On the set of Red Beard
Kurosawa on the set of Red Beard (1965) with leads Toshirō Mifune and Yūzō Kayama

So long was the film’s production period that before Red Beard went on wide release, altogether four other films had been put into production that bore Kurosawa’s signature. Kinji Fukasaku’s Jakoman and Tetsu (Jakoman to Tetsu) was filmed from Kurosawa’s screenplay, while Kurosawa himself produced Sanshiro Sugata, a remake of his first film and its sequel, filmed and released partly to cover the costs of making Red Beard. Meanwhile, the American film The Outrage and the Italian A Fistful of Dollars premiered overseas, with the former a western based on Rashomon and the latter a spaghetti western by an upcoming talent Sergio Leone based on Yojimbo. As the Italians had made their film without permission, a lawsuit was launched against the producers and the film’s director. The case was ultimately settled out of court, with Kurosawa and Toho reportedly receiving a portion of the Italian film’s worldwide box office.

Red Beard premiered on April 3, 1965 and once again provided Kurosawa Production and Toho with a commercial hit, as the film become the year’s highest grossing Japanese film. Just like the audience, Japanese critics responded extremely well to the work, and it remains one of Kurosawa’s best known and most loved in the country. Internationally, critics have been more divided, with most commentators praising its technical merits as perhaps Kurosawa’s technically most complete work, while others insisting that it lacks true complexity and genuine narrative power.

What most film critics agree on is that Red Beard marks something of an end of an era for Kurosawa. The director himself recognised this at the time of the film’s release, telling film critic Donald Richie that a cycle of some kind had now come to an end, and that his next films and production methods would be different. Although unknown to Kurosawa at the time, his prediction proved very accurate. Large changes would indeed be taking place, and the director would never enjoy the same kind of almost unrestricted financial freedom and critical and commercial success that he had for the past fifteen years.

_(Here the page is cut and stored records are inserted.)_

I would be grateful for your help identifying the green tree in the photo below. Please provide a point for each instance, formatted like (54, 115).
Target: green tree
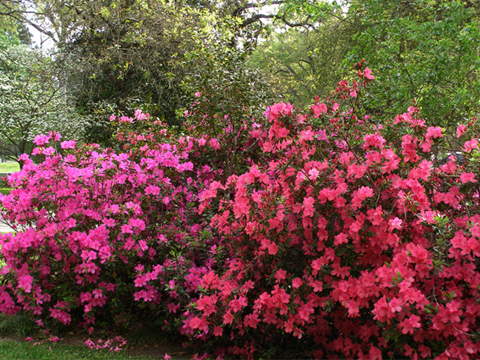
(32, 100)
(420, 50)
(303, 63)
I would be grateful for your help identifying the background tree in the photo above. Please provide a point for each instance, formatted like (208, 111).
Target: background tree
(423, 50)
(32, 100)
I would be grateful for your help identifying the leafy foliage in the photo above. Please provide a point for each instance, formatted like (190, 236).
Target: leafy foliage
(327, 238)
(32, 100)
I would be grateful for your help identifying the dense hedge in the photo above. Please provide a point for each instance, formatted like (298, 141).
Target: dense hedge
(320, 231)
(5, 191)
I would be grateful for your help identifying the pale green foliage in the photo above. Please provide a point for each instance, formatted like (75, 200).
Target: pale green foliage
(422, 50)
(33, 100)
(301, 64)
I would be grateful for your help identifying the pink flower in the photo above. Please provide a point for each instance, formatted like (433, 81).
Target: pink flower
(409, 325)
(368, 74)
(25, 282)
(296, 283)
(461, 130)
(467, 177)
(395, 223)
(470, 145)
(215, 144)
(41, 140)
(319, 109)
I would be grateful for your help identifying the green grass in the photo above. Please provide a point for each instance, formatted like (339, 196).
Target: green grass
(11, 349)
(5, 191)
(9, 167)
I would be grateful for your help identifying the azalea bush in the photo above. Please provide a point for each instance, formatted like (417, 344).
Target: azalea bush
(332, 235)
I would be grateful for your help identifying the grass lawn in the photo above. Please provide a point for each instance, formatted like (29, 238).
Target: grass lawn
(11, 349)
(9, 167)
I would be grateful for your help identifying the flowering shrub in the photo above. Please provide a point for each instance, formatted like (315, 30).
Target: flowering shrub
(101, 232)
(340, 236)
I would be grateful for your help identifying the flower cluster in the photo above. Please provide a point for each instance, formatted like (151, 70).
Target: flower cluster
(320, 231)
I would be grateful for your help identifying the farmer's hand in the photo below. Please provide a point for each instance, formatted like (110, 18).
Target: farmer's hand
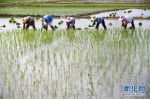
(122, 25)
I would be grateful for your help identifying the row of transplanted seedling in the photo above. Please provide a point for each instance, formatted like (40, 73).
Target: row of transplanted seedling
(87, 64)
(13, 21)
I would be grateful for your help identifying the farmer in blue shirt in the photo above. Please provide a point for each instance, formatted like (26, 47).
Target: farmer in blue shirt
(98, 20)
(47, 20)
(28, 21)
(70, 22)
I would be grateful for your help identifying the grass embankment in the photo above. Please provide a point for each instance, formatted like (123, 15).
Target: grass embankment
(63, 9)
(73, 64)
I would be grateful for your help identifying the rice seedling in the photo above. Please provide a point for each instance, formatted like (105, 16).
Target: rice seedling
(13, 21)
(43, 63)
(10, 21)
(110, 24)
(61, 22)
(89, 25)
(78, 29)
(85, 28)
(55, 27)
(17, 23)
(4, 26)
(129, 11)
(140, 23)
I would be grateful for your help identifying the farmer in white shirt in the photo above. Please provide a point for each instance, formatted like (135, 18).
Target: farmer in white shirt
(28, 21)
(70, 22)
(127, 19)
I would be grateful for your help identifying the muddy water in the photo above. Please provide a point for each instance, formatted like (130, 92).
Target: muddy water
(80, 23)
(134, 13)
(137, 1)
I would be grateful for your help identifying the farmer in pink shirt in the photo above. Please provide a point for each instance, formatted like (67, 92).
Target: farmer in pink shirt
(70, 22)
(127, 19)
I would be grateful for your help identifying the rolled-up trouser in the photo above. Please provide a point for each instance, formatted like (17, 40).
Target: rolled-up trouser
(103, 23)
(132, 23)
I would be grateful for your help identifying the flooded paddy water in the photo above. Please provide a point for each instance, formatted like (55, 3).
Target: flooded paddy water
(86, 64)
(132, 12)
(80, 23)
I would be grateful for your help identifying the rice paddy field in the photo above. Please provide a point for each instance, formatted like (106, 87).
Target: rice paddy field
(74, 64)
(64, 9)
(86, 64)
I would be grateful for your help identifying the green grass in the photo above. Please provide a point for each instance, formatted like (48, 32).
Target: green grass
(13, 0)
(73, 64)
(60, 9)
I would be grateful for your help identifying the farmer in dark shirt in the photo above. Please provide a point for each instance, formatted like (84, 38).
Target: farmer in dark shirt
(28, 21)
(98, 20)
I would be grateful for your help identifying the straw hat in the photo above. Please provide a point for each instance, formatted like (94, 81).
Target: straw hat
(93, 17)
(24, 20)
(69, 19)
(42, 20)
(121, 17)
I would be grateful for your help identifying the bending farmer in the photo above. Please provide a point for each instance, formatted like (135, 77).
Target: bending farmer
(125, 20)
(28, 21)
(47, 20)
(98, 20)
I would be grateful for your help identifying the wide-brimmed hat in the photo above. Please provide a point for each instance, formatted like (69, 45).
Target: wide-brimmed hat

As an example of this, Red Beard approximately marks the midway point in the director’s career, and he had by now directed altogether twenty-three films in twenty-two years. In contrast, during the remaining twenty-eight years of his career, Kurosawa would have the chance to make only seven films. For reasons never fully explained by any of the involved parties, Red Beard would also be Kurosawa’s last work with actor Toshirō Mifune, the director’s leading man for most of his career, ending one of the most famous director-actor relationships in the history of cinema.